Umberto Peña (1937 – 21 June 2023) was a Cuban painter, printmaker, and graphic designer whose work encompassed painting, engraving, and graphic design. He played an active role in Cuban cultural institutions during the 1960s and later lived and worked abroad, continuing his artistic practice until his death in Spain.

== Early life and education ==
Umberto Peña was born in Havana, Cuba, in 1937. He studied painting at the Escuela Nacional de Bellas Artes San Alejandro in Havana between 1954 and 1958.

In March 1959, he joined the Asociación de Grabadores de Cuba, beginning his professional engagement with printmaking. In 1960, he received a scholarship to study in Mexico, where he pursued mural painting and Byzantine mosaic techniques at the Escuela de Artes Aplicadas La Ciudadela.

== Career ==
Peña began exhibiting his work publicly in 1959 in Cuba and Mexico. In 1960, he held a solo exhibition at the Centro de Arte Mexicano Contemporáneo in Mexico City and produced the mural woodcut Las dictaduras en América.

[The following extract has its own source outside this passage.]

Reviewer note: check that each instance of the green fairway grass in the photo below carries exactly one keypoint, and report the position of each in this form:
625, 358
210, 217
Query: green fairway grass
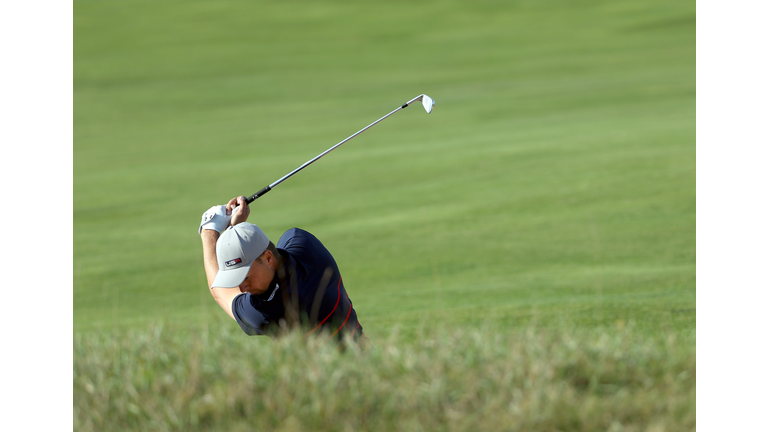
554, 182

After returning to Cuba, Peña worked as a graphic designer for the Department of Propaganda of the Government of Havana and later served as art director of Casa de las Américas, where he was responsible for the graphic design of books, magazines, and institutional publications. His work during this period contributed to the development of Cuban graphic design.

Throughout the 1960s, Peña participated in collective exhibitions in Cuba and abroad and received awards for his graphic and printmaking work. His artistic practice included painting, engraving, textile design, and stage design.

Later critical assessments have emphasized the expressive intensity and experimental character of Peña’s work, highlighting his interest in the relationship between visual intelligence, artistic creation, and contemporary cultural questions.

== Later years ==
In later decades, Peña lived outside Cuba, including extended periods in the United States and Spain. In 2012, he presented a solo exhibition in Salamanca titled Acerca de Salamanca: Pinturas y dibujos recientes, marking a renewed public presentation of his personal artistic work.

His work has been represented by galleries specializing in Cuban and Latin American art, including Cernuda Arte, which documents his career and body of work.

Umberto Peña died on 21 June 2023 in Salamanca, Spain, at the age of 85, following an illness.

Peña is regarded as an important figure in Cuban visual culture for his contributions to painting, printmaking, and graphic design, particularly during the cultural transformations of the 1960s. His work continues to be discussed in contemporary critical and curatorial contexts.